My goal is to prove the following statement;
$Y \in \{-1,1\}$ and $p(x) = P(Y=1|X=x)$. Let $z_+ = zI(z \ge 0)$. Then, show that the minimizer $\hat f$ of $E[(1-Yf(X))_+|X=x]$ satisfies $\text{sign}(\hat f) = \text{sign}(p(x) - 1/2)$ .
Let $f = f(x)$ and $p = p(x)$ for simplicity.
I tried to divide into 4 cases.
In the first case $1-f \ge 0$ and $ 1+f \ge 0$, $$E[(1-Yf)_+] = (1-f)p + (1+f)(1-p) = 1+(1-2p)f$$ When $1-2p \le 0$, I claimed that $f=1$ minimizes the expectation, and when $1-2p \ge 0$, $f = -1$ minimizes it.

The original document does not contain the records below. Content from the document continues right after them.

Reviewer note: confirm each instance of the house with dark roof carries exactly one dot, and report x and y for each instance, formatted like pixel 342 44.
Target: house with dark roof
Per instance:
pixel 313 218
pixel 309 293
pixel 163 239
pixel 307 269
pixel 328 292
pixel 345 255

(I'm not sure whether this approach is correct; it seems $f$ is regarded as constant, which is not guaranteed...)
Also, the second case $1-f \ge 0$ and $ 1+f \le 0$ shows $$E[(1-Yf)_+] = (1-f)p.$$ Based on my above approach, the expectation would be minimized when $f = -1$ regardless of the sign of $(p-1/2)$.
This seems strange, so I'm stuck on here...
In particular, I'm not sure how to use $z_+$ properly in this case.
Any help with respect to my problem would be appreciated. Thank you.
editted cont'd to the answer
I assumed you intended to show that when $f \ge 1$, $y = \text{sign}(f)$ leads to $1-Yf = 1-f \le 0$ and thus $(1-Yf)_+ = 0$, and $y=-\text{sign}(f)$ leads to $1-Yf \ge 2$.
Now, everything is clear, except for the wlog ones; $f \in [-1,1]$. How does the above fact make $f \in [-1,1]$ sense? I mean, what about the cases where $|f| = \infty$?